Police have also been searching a number of “shacks” along the coast near the campsite which are occupied by long-term residents.
“You’d have to have reason to be there,” a police source told PerthNow. “It’s a destination — not a place you’d just pass through to go somewhere else.
“It’s not like a little town where you’d stop for a pie and petrol and then keep going.”
On Tuesday, Cleo’s distraught mother, and her partner Jake Gliddon, spoke publicly about Cleo’s disappearance for the first time since posting about it on social media over the weekend.
Smith said Cleo would never wander off and would have asked for help to unzip her one-piece sleeping suit if she needed to use the toilet.
“She’s lazy when it comes to walking,”Smith said.
“She would never leave that tent alone.”
Asked if they feared someone had taken Cleo, Smith said the family was still hoping to find her.
Smith said someone had to know where Cleo was.
“Someone has to — it’s been four days,” she said.
Cleo was sleeping beside her younger sister Isla who was in a cot, while Smith and
Gliddon slept on a mattress in a room next to them.
“I checked on Isla, made sure Isla was okay. I got back in bed and that was it really,” Smith said.
“We went back to sleep. [I later] woke up to Isla wanting a bottle.
“As we passed the divider, I went into the other room and the zipper was open.
“Cleo was gone and that was about it for Saturday morning until everything started.”
Smith said Cleo’s sleeping bag was also missing.
“She was gone. The tent was completely open. It was about 30cm from being open,” Smith said.
“I turned to Jake and said: ‘Cleo’s gone’.
“We went looking, checking, making sure she wasn’t around the tent.
“Then we got in the car and started driving around everywhere.”
Smith said she was very familiar with the area.
“We literally grew up probably like 100m from where our tent was — that was where we stayed at the same age, so we just looked everywhere that we went as kids and we couldn’t find her,” she said.
“Then we realised we have to call the cops because she’s not here.”
Smith described what was going through her mind at the time.
“Where is she?
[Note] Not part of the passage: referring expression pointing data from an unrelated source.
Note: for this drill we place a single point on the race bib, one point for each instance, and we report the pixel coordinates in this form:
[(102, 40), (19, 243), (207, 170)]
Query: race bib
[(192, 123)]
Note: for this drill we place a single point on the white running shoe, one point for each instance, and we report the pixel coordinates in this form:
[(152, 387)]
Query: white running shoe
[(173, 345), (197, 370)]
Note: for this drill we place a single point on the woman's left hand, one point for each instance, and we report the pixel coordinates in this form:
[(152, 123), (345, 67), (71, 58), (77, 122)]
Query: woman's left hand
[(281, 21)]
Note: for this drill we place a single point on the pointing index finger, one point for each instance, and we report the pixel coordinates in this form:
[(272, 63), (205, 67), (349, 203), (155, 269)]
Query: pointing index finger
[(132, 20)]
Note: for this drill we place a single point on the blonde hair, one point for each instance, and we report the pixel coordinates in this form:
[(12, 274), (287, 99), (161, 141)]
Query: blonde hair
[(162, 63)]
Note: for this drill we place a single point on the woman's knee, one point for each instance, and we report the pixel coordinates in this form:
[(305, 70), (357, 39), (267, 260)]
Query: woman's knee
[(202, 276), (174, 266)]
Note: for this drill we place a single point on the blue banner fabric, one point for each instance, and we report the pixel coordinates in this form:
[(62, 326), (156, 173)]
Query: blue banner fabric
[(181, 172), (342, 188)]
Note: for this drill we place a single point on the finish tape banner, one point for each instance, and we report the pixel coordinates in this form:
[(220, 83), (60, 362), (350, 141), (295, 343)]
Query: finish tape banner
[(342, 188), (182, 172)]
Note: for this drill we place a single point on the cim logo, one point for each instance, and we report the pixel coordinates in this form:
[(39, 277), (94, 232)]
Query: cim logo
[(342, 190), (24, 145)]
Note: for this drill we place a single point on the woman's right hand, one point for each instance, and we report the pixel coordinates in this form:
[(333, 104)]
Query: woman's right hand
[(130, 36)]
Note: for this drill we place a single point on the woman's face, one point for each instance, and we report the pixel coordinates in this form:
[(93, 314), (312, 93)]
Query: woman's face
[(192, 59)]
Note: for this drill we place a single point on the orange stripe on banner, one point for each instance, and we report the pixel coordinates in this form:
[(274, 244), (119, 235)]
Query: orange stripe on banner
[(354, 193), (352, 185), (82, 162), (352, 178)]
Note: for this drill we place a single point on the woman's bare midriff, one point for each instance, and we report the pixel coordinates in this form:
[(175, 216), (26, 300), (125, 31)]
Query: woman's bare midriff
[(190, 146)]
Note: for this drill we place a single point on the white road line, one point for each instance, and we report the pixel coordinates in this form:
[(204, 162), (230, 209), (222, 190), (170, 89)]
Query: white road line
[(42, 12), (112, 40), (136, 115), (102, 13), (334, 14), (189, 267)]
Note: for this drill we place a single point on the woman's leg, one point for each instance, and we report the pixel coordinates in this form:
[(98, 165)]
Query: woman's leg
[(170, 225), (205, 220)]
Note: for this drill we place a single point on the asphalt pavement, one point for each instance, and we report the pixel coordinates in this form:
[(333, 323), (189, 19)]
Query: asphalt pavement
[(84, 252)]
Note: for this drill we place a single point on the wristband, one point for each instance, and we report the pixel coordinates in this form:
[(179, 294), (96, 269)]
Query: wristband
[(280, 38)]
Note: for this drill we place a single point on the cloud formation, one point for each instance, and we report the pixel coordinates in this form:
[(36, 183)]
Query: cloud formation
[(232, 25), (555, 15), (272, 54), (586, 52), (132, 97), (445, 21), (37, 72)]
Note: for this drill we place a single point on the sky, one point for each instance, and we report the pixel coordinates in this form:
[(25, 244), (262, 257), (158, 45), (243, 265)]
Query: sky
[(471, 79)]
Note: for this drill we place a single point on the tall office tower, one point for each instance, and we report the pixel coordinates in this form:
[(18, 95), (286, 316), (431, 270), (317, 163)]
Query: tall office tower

She needs breakfast. What is she doing? Everything was going through my head,” she said.
Appearing emotional during the interview, Smith described her ongoing anguish.
“We haven’t really slept. We’ve had so much family help us and support us,” she said.
“Everyone asks us what do you need and really all we need is our little girl home.”
Smith said she did not know what happened to Cleo but she wished she did.
“No idea. There’s probably a million things that I’ve thought of. They’re searching every angle that we probably have thought of,” she said.
“The worst part is, we can’t do anything more. It’s out of our hands so we feel hopeless and out of control.
“We sit and watch the sand dunes and think she’s going to run down it and back into our arms, but we’re still waiting.”
Smith, who works at a beauty salon, described her daughter as beautiful, delicate and funny, with “the biggest heart”.
She also said Cleo loves make-up and collecting rocks.
“Every day she wants to wear a princess dress,” Smith said.
“She’s so sweet. She’s everything that you’d want in a little girl.”
Although Cleo was “terrified of the ocean”, Smith said the family had brought Cleo’s bike so she could learn to ride without training wheels.
“Cleo was born eight weeks early, she was premature and she’s been strong from the day she was born, so I know she can get through whatever she’s going through.”
Wild weather hindered the search on Tuesday morning, but by midday local time the operation was back on track.
Mounted police joined the frantic search for Cleo, which has already included expert trackers, State Emergency Service personnel, detectives from the major crime and homicide squads, volunteers and a tourist helicopter business.
WA Police have also asked agencies in other jurisdictions across the country to spread the word, taking the desperate search nationwide.
A GoFundMe page has been set up by local man Bill Kent to help Cleo’s family and the search efforts, so far raising more than $48,000.